Hegwin.Me

In silence I feel full; With speech I sense emptiness.

Learn New Features in ES 2015 Part 2

学习ES2015 Part 2

String

ES2015 has added the concept of Template String, so we don't need to keep using + when we want to stitch variable values into the middle of a string, which is what I think we can cheer about.

This is how it works: the normal string in JS is still surrounded by single or double quotes, but the Template String is surrounded by backquotes (I feel like it's killing me to put backquotes in Markdown).

In the past: let fullName = firstName + ' ' + lastName.

Now: let fullName = `${firstName} ${lastName}`

where we use ${} to enclose the variable.

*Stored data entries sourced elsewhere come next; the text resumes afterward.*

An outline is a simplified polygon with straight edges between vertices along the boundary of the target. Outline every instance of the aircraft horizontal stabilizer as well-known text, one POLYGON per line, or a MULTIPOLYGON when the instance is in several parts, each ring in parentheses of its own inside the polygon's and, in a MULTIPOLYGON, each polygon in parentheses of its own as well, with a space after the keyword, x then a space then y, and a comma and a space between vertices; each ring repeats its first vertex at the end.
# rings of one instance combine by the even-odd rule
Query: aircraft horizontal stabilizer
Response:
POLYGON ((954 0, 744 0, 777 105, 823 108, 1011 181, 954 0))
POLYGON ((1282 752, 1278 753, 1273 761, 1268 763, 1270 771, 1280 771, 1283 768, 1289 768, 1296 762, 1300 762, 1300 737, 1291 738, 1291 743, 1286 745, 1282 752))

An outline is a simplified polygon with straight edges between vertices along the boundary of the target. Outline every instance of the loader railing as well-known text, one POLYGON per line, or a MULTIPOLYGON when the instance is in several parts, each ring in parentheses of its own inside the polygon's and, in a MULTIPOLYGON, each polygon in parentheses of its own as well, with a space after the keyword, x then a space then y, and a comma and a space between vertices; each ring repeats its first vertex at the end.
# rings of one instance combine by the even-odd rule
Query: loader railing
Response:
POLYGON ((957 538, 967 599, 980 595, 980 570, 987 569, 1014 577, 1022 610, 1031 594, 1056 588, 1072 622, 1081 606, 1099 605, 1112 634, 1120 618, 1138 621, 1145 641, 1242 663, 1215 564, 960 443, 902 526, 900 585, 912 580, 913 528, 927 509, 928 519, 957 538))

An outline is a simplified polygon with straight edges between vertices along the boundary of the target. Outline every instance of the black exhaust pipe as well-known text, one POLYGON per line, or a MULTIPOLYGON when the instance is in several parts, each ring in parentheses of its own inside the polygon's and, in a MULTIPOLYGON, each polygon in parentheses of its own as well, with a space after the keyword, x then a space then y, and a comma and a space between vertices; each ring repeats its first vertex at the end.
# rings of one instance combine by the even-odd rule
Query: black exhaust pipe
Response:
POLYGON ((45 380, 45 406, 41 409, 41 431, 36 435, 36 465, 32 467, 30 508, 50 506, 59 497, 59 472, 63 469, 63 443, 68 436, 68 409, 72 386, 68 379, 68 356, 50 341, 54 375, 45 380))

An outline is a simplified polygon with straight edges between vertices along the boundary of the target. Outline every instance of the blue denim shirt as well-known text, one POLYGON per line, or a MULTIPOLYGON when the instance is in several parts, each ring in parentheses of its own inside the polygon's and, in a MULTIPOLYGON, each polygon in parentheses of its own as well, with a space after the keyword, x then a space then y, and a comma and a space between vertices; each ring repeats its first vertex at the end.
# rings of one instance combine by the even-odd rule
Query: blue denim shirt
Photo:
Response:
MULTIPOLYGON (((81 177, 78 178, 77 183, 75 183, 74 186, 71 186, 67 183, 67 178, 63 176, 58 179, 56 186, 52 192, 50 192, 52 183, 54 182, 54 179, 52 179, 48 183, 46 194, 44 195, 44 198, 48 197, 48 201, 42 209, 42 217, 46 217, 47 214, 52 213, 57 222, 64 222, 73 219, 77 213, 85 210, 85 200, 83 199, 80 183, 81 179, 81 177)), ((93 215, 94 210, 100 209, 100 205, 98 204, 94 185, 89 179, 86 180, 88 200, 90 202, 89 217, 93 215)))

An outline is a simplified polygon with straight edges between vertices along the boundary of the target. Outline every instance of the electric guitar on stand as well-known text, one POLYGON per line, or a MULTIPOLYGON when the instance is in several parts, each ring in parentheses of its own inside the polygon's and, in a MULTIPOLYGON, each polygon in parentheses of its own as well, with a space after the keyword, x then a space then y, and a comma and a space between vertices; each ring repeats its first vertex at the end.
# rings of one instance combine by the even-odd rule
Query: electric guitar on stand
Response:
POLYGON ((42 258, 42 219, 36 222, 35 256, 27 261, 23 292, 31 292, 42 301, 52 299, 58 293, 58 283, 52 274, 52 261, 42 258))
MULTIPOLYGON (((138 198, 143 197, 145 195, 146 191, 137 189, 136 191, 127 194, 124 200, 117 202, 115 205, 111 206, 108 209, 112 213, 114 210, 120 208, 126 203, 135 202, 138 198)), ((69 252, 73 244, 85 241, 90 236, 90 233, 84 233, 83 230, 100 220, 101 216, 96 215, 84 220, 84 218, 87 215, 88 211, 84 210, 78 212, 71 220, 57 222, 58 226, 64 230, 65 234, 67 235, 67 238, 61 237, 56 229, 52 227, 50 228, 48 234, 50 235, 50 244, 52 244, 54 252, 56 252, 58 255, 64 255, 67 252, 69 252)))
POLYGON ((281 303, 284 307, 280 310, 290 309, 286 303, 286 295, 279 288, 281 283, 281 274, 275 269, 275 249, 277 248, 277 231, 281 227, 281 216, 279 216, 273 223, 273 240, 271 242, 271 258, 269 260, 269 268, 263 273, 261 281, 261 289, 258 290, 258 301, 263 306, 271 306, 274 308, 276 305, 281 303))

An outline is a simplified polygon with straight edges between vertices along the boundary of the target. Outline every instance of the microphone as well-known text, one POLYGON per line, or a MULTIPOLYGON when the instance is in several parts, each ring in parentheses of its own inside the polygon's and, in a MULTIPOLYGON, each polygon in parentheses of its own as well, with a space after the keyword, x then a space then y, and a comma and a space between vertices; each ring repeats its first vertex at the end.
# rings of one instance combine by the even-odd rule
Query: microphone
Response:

Using this approach, we can also construct long strings of multiple lines:

let userName = 'Same';
let admin = { fullName: 'Hegwin Wang' };

let aLongText = `Hi ${userName}
This is a very
loooooooooog text.

Regards.
${admin.full_name}
`;

Class

Class syntax

ES2015 added class syntax, but as far as I know, this is just an addition of something like syntactic sugar, the essence of JS implementation of OO is still the same as the original. For example:

class TagWidget {
  constructor(name,url) {
    this.url = url;
    //...
  }

  render() {
    let link = this._buildLink(this.url);
    // ...
  }

  _buildLink() {
    // ...
  }
}

In this code, we use the class keyword to declare a class, and then surround it with curly braces, with several methods inside, with no commas or semicolons separating the methods.

  1. The code in constructor will be executed whenever we create a new instance with new, similar to Ruby's initialize.

  2. The content accessed by this is an instance property, or an instance method.

  3. Methods that start with an underscore, like _buildLink in the example, are private methods.

For the class declared above, we can call it like this:

let tagWidget = new TagWidget(name, url);
tagWidget.render();

Class inheritance

Suppose we have a class like Widget that we intend to use as the parent of all widget classes:

class Widget {
  constructor() {
    this.bassCSS = 'widget';
  }

  parse(value) {
    // ...
  }
}

The new syntax allows the use of extends to specify the parent class, assuming that TagWidget now inherits from the Widget class:

class TagWidget extends Widget {
  constructor(name, url) {
    super();
    // ...
  }

  parse() {
    let parseName = super.parse(this.name);
    return `Tag: ${parsedName}`;
  }

  render() {
    // ...
  }
}

In this case super can be used to call the methods of the parent class; also the return value of parse in TagWidget uses the methods of Template String as mentioned above.